海外修学旅行を通して考えたこと
教職員部会長 森本 均(S54 理工・数)
過日、修学旅行先で台北市立内湖高級工業職業学校と交流してきました。生徒達は英語でやりとりしながら親交を深めたようで、お互いの国や若者気質を知るよい機会となったのではないかと思います。
台湾の後期中等教育は「高級中学」と「高級職業学校」に分けられます。それぞれ日本で言うところの「普通高校」と「専門高校」に該当するようですが、校長先生に伺ったところ、どちらの学校も大学進学率は非常に高いとのことで、私たちが訪れた学校も例外ではなく進学率は98%に上るとのことでした。

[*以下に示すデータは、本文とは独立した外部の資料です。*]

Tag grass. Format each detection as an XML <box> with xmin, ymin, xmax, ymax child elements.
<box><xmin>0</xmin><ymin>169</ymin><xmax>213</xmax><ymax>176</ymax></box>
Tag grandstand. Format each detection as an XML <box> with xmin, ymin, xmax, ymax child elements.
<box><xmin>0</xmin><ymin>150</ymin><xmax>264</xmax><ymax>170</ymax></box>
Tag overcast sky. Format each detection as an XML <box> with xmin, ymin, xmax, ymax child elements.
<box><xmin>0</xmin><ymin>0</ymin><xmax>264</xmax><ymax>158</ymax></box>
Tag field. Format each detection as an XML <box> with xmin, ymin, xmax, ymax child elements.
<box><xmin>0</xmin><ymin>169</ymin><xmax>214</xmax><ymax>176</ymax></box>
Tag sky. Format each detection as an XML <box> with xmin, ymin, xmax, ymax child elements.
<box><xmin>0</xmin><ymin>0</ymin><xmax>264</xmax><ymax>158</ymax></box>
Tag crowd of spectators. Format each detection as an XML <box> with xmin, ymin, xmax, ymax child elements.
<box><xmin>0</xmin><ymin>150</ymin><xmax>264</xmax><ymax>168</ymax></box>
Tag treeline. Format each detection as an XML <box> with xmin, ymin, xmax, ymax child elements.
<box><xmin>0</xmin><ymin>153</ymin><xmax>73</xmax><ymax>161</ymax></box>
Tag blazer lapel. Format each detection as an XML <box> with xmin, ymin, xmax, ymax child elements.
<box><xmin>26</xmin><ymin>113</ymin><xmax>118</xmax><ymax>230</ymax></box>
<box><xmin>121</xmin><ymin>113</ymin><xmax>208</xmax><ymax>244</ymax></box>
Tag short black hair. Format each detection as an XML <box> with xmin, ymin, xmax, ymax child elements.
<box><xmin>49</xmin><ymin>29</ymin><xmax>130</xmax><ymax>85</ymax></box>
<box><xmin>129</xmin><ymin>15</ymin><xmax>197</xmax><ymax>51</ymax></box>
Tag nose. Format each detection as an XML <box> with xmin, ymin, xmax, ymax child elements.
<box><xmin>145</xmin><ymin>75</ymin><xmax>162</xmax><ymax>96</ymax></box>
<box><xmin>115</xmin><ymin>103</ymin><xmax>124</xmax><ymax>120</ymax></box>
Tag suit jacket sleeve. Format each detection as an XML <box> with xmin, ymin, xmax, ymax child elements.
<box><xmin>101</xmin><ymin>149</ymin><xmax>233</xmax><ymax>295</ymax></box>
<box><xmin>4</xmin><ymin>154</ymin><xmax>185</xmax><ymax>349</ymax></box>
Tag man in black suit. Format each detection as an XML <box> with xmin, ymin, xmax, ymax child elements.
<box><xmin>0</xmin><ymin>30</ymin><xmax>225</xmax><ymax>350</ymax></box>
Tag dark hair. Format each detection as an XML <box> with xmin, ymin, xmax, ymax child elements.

他にも教育部(日本の文部科学省)が積極的に高校理系科目優秀者教育、高級中学における第二外国語の設置などを行ってきているとのことで、軍人が教師を務める「国防」の授業にも驚きましたが、それ以上に台湾の教育熱の高さに驚かされて帰国した次第です。
近年、台湾に限らず、中国、韓国なども国を挙げて教育に投資し成果を上げているようで、例えば、世界的な大学ランキングひとつ取ってみても、その躍進ぶりには目を見張るものがあります。が、同時に日本の存在感の低下も実感せざるを得ません。※1
国の第2期教育振興基本計画では「教育投資の在り方」の中で「欧米主要国を上回る質の高い教育の実現が求められており、そのためにも、必要な予算について財源を措置し、真に必要な教育投資を確保していくことが必要。」と記しています。是非とも「世界に冠たる教育立国日本」と胸を張れるように取り組んでもらいたいと願うところです。
ところで、千葉県に目を向けてみると、昨年10月に策定した「千葉県総合計画」の中で「千葉の未来を担う子どもの育成」を目標に「世界に通じ未来を支える人づくり」を政策のひとつとして掲げており、具体的な取組の例として「グローバル人材の育成」などと並んで「教職員の質・教育力の向上」なども記されています。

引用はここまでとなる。